Sometimes messy, frustrating conversations are the most productive – as you wrestle with confusion, small lightbulbs flash on in your head – either insights or the onset of a migraine.
Earlier this week I spent an afternoon at the Gates Foundation in London, discussing what systems diagnostics can offer to groups like the World Bank, DFID and RISE, a big research programme on improving the quality of education worldwide.
We kicked off with an education systems guru, Luis Crouch, describing the 3 things he thinks characterize a system:
- The objects/actors in it – wolves, deer and tree saplings
- the feedback loops between them – wolves eat deer; deer eat saplings.
- The emergent properties that the system produces. Not intentional on part of any one actor.
In his view, most diagnostics of education performance spend a lot of time enumerating and assessing the individual actors (teachers, principals, training institutions etc), but don’t think much about the feedback loops between them. Also, they mainly look at purposive properties – did the programme achieve the intended outcome – not the emergent properties that no-one intended.
We then moved on to Jaime Saavedra, who now leads the Education Global Practice at the World Bank, but from 2013-16 was Peru’s Education Minister. His reflections on his reform efforts there were fascinating.
Firstly (in passing) a ringing endorsement for league tables.
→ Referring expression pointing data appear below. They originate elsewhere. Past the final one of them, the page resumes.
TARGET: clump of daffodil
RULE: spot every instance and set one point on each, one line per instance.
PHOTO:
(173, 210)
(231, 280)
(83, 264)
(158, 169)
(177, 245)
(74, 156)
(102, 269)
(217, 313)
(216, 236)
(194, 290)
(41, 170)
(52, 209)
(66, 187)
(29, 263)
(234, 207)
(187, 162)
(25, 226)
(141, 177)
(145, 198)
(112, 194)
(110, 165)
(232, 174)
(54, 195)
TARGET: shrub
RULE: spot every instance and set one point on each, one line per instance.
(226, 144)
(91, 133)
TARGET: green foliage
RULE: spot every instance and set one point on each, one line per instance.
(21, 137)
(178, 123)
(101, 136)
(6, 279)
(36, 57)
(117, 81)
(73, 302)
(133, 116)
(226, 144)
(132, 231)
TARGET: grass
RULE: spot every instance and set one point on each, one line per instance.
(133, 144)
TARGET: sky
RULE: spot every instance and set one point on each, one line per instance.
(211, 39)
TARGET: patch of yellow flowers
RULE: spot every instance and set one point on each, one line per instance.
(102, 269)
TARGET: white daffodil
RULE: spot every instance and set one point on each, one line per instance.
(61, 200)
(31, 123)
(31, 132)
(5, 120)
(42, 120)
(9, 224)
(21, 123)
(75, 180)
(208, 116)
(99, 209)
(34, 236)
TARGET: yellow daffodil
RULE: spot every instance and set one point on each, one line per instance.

He talked of the ‘PISA shock’ from Peru’s poor performance in the global PISA education ranking. ‘‘PISA influences countries: I don’t want to look bad’.
But what really gets him fired up is data. ‘We had a huge obsession with data, throwing information into the system. There were dashboards for absolutely everything. We tracked the life of the textbook from printshop to student. Ditto with all the inputs.’
On the basis of data analysis and brainstorming, the Ministry identified poor quality teaching, pedagogy and (lack of) school leadership as the main things they needed to tackle.
Lant Pritchett chipped in (very excited that he’s going to be in the UK for a while, after leaving Harvard) and said education reformers need to come up with something like the Growth Diagnostics that he developed with Dani Rodrik, Ricardo Hausman and Andrés Velasco. Education reform is now where growth promotion was, circa 2005: ‘the problem was that every time the World Bank did a country report, it would come up with a checklist of 60 things to fix, and no country could deal with all of them. We need a structured way to identify the binding constraints to learning, and tackle those first’.
Ping! On goes a lightbulb. These two are talking about a complicated system, not a complex one. The distinction is crucial. Complicated is like sending a rocket to the moon – a difficult problem, but one that can be broken down into its component parts, ‘solved’ with data and smarts, and reassembled into a successful solution. That’s what Jaime and Lant were describing.
In contrast, a complex problem is more like raising a child – it’s all about antennae, judgement, guesswork, collaboration, trying stuff out and then realizing quickly when it’s not working. Data is useful, but not as central. ‘Lessons’ from raising one child are likely not to transferable to the next. And if you break a complex system down into its component parts (please don’t try this with your child) you won’t get much insight into how all the different feedback loops produce the ‘emergent properties’ of the whole.
The act of being in charge, of trying to get stuff done, drags you from the complex into the complicated quadrant. The data offers you a handle, you need to set priorities, and before you know it, you are doing the Growth Diagnostics thing and breaking up the system into its parts. That’s probably inevitable, and not such a bad way to proceed compared to, for example, just making stuff up. But it loses touch with those elements that are complex, and likely to mess up your complicated plan.
So what countervailing forces can push decision makers to keep at least one foot in the complex camp? The two obvious ones are politics and MEL: politics – what Jaime knows will fly and won’t – is all about judgement and spotting emergent patterns and opportunities; Monitoring, Evaluation and Learning, done in real time, will tell you when your attempt to disaggregate has backfired, and unintended consequences are springing up like mushrooms in the night.
Any issue is likely to have elements of both complicated and complex, so the question is how to ensure a balance of both.
Cue second light bulb. One of the things I have been failing to do is distinguish clearly between system, problem and solution. On the same topic, they may be in different quadrants – eg health, whether individual or societal, is definitely a complex system, but how to establish healthcare clinics in every corner of the county can be a complicated problem, while vaccinations may be a simple solution.